Alchemy was not Simon’s specialty. He was the Mystic Healer. He did not dabble in the Art, but he had been researching Sir Ramsay’s mystery for almost a decade now. It had become an obsession since Ramsay had concocted this potion with Sir Dambretti’s help. Ramsay had used his own blood and the Philosopher’s Red Tincture to make it. Simon had been terrified and greatly honored to have had a small hand in the process though his weak constitution had prevented his full cooperation. Watching Mark Andrew poke an awl through his own arm, had done him in quite quickly. One of the things he hated about himself. Every stressful situation sent him running for the toilet where he would inevitably throw up his last meal. A curse from which he could find no relief. Even the Red Tincture had failed to rid him of it.

It seemed strange since this very potion had actually restored the life to Sister Meredith as she lay dying of a mortal wound. A wound inflicted by the insane Knight of the Throne in the crypt below the chapel at Glessyn. She had taken a hit meant for him. She had freely given her own life to save him when he had been barely more than a stranger to her. Had she not intervened, Argonne would have beheaded him. This same potion had served to protect them all from the angels of destruction and a horrible fiery fate. This same potion had cleansed them physically as well as mentally and spiritually, making them ‘like unto virgins’. It was this very potion that had ultimately allowed Meredith Sinclair to become the first woman ever initiated into the ranks of the Red Cross of Gold, let alone become a member of the immortal Council of Twelve. The Healer well remembered his shock upon hearing that she would be knighted. He had questioned the Grand Master intensely, learning nothing. Even now he suspected that the Grand Master knew something that he was not sharing with the rest of the Council concerning Sister Meredith. Since then things had settled into a comfortable routine as if nothing had happened. He, himself, did not feel changed in any manner and the only residual effects was the insatiable desire to learn more about the remarkable liquid. His heart told him to return the vial to the Knight of Death, but he could not bear to part with it, fearing that Mark Ramsay would simply pour it out in frustration. He felt he knew what Bilbo Baggins had suffered upon giving up the Ring of Power in Tolkein’s epic novel. Besides, Ramsay had never mentioned the stuff again. Not once had he asked what had happened to the bottle in which the residue had been. It seemed that Ramsay had completely forgotten about it in his misery and grief, but if he ever did ask for it, Simon would have absolutely no problem turning it over to its rightful owner.

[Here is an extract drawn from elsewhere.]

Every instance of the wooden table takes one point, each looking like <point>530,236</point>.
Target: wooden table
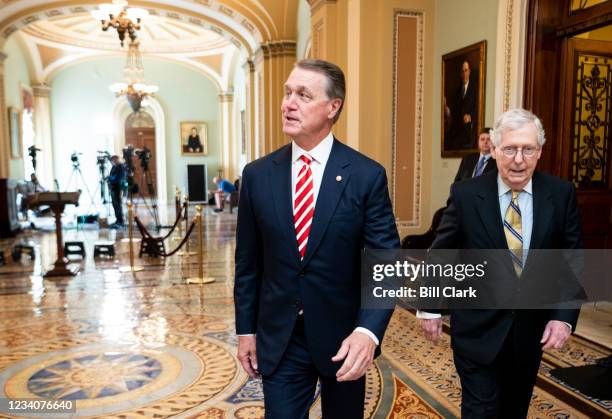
<point>58,201</point>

Since then, Simon had done a great deal of research that he should not have been doing, but he was curious. Simply curious. He was, after all, a Healer, and this potion could apparently cure anything up to and almost including death, itself, excluding pre-existing conditions. He laughed to himself. It was like health insurance. No good for guillotine victims either. Simon smiled at the irreverent thought.

He hoped to hear something interesting from his apprentice, Jacques de Plessier, who was currently in France collecting data from the library of one of the Benedictine monasteries. Their works, couched in metaphorical riddling, made them extremely difficult to read and understand. If he hadn’t wanted to keep his investigations quiet, he would have asked Dambretti to help him translate, but Lucio would not be pleased to learn that he was digging in forbidden ground. Jacques faithfully gathered the data and sent it to him in daily e-mails, never questioning his Master’s interest in alchemy. Together, they hashed it over and tried to make sense of it all by phone and computer.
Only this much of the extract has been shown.